President Barack Obama has carved out a broad national security exception for the National Security Agency (NSA), claims the new report.
President Obama has made a decision in January that the NSA, in case of discovering some big hole or exploit in the internet security, should reveal it to the tech sector most of the times. But, the key is that he has also provided an all-important exception.
New York Times in a report on Saturday, citing senior administration officials, stated the exception is that the agency need not reveal any major flaws in internet security, in the event of “a clear national security or law enforcement need.”
This exception – or a loophole that could likely allow the spy agency to exploit security flaws like Heartbleed while the public remained at risk of attacks from hackers.
This piece of information comes just days after two sources familiar with the matter told Bloomberg that the spy agency was well aware of the Heartbleed bug and have been exploiting it to gather intelligence for at least two years.
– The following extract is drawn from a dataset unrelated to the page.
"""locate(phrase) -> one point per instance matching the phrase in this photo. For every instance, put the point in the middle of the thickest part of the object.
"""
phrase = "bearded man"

However, the White House and the NSA have denied that report.
Caitlin Hayden, the spokeswoman for the National Security Council, said the review of the recommendations, which is complete now, had “resulted in a reinvigorated process to weigh the value of disclosure when a security flaw is discovered, against the value of keeping the discovery secret for later use by the intelligence community.”
“This process is biased toward responsibly disclosing such vulnerabilities,” she said.
Heartbleed bug, a flaw in the encryption code related to security area, exposed a major vulnerability in security protocols used by many popular websites like Google, Yahoo and Facebook. Over 500 million websites are estimated use to OpenSSL that contains the flaw.
Robin Seggelmann, the man who gave the world the most significant security flaw the internet has ever had, claimed it to be a simple programming error that was relatively trivial, but with a clearly sever effect.